The June truck sales figures are in for the Truck Industry Council T-Mark survey and it confirms we are in the middle of a booming truck market. The numbers have been rising all year but now we can examine the half year and see just where the numbers are heading.
The overall number of trucks sold in the first six months of 2018 amount to 19,970 units. This suggests, if the second half of the year continues at this level, the total number of trucks sold in Australia could threaten the 40,000 mark for the first time.
These levels are unheard of and running much higher than recent years. From 2009 until 2016 the annual total hung around the 30,000 mark, with a low point of 27,858 in 2011. The drop in numbers followed the global financial crisis and the long term effects of the lower economic activity have continued until mid-2017 before showing a real upturn.
The second half of 2017 showed a strong market, but in 2018 the market has been going gangbusters with several brands breaking monthly records on the way. Isuzu sold 1059 trucks in June, a mark the Japanese importer has rarely, if ever, met through its nearly 30 years of market leadership.
Much of the growth in sales has come in the heavy duty sector of the market. Unfortunately, the numbers don’t let us drill down much further and tell us which part of the trucking industry is bowling on ahead the fastest.
One viewpoint looks back over the past ten years and sees how the sales numbers have been depressed for much of that time. If this lower level of buying on the part of the trucking industry has been delayed replacement of ageing trucks, then it is fair to assume operators will have to renew at a faster rate at some point to get back to lower maintenance costs from a newer fleet. That point may be now.
There is also an infrastructure boom in progress. Massive projects in Melbourne and Sydney, plus the continuing dualling of the Pacific Highway are just the big ticket items as road improvement schemes come on stream around the country. These kinds of project have a high demand for road transport throughout the construction phase, materials, equipment and prefabricated elements all need to be moved into and out of the site.
It would also appear the mining industry is starting to ramp up again, after quite a few years in the doldrums. Again these projects need road transport to supply them and, often, to get the product off site.
The universal trend is upwards overall. If you compare market share in the heavy duty segment many brands are about where they were when truck sales bottomed out earlier this decade. Kenworth remain around 20 per cent of heavy sales and number two, Volvo remain just under 15 per cent.

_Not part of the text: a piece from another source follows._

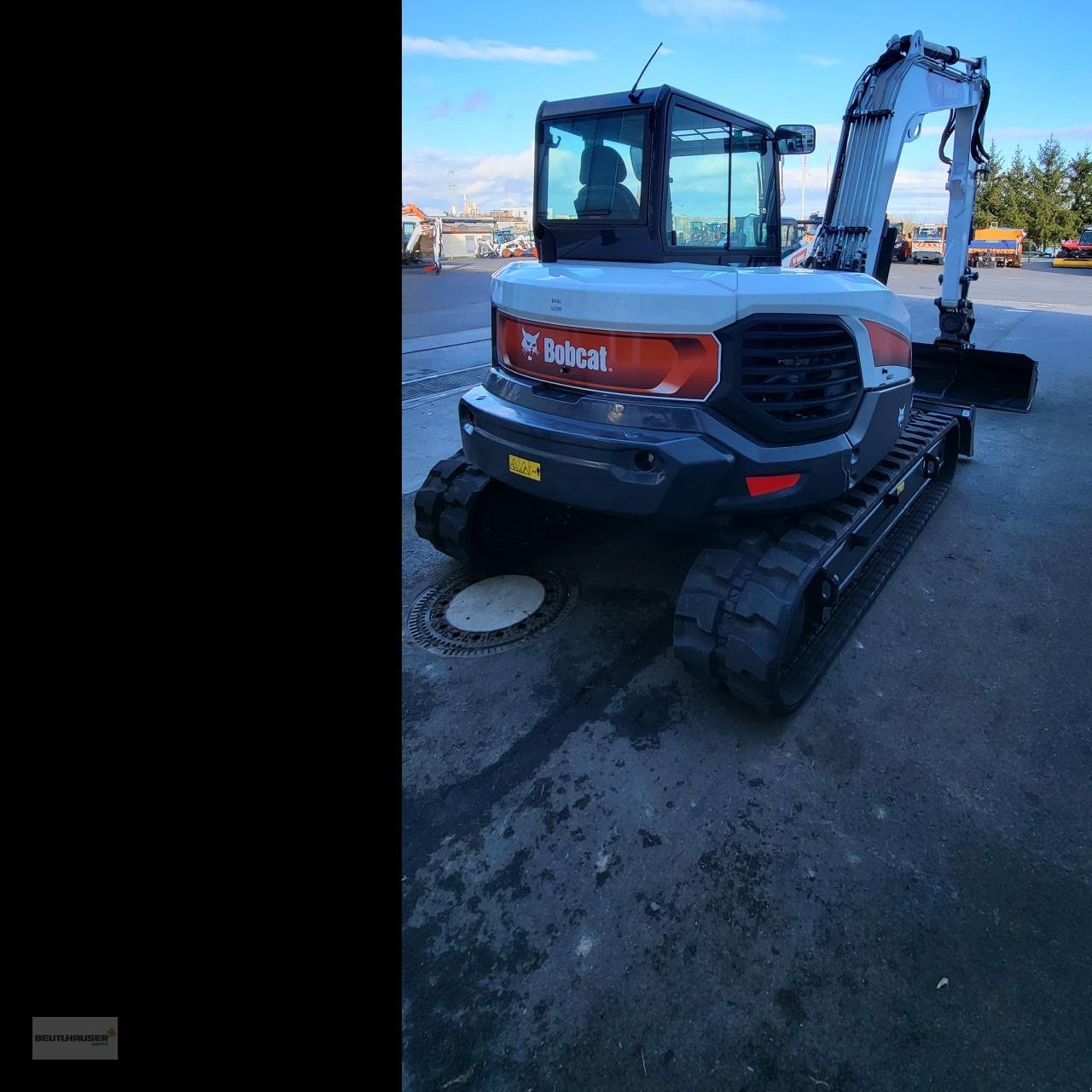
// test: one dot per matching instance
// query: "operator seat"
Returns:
(601, 171)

However, some more long term structural changes can be detected where some brands have shifted in market share terms, both up and down. One of these, Mercedes Benz have moved from a steady fourish percent in the past to a flourishing eight per cent since the launch of the latest range in the last two years.

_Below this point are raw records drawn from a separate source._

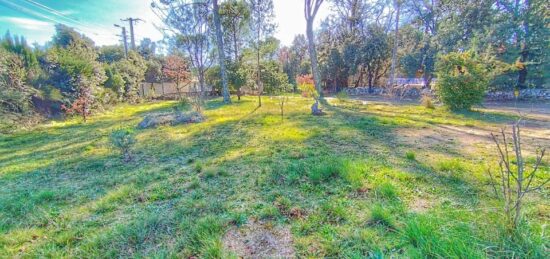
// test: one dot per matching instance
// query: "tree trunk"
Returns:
(524, 50)
(221, 53)
(313, 57)
(395, 45)
(259, 77)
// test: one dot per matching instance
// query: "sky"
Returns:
(35, 19)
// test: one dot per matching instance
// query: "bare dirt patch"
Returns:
(260, 240)
(421, 205)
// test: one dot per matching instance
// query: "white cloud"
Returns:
(26, 23)
(291, 20)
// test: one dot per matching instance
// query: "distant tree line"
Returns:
(230, 45)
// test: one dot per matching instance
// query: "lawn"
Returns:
(367, 179)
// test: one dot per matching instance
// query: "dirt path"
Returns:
(476, 139)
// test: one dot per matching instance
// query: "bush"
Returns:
(462, 80)
(124, 140)
(387, 191)
(427, 102)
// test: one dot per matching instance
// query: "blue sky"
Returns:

Scania is another brand which has raised its game. Consistently at four per cent until 2013, the Scandinavian truck maker has made steady progress up to the eight per cent level. However, this year’s market share has dipped below seven per cent, but this is probably due to the introduction of an all new range and the supply problems this can create.
In contrast to the strong growth of European cabovers, there has been a decline in market share for some of the conventional North American brands. Both Western Star and Freightliner have seen market share slip from around seven or eight per cent ten years ago to around three per cent of the heavy duty market today.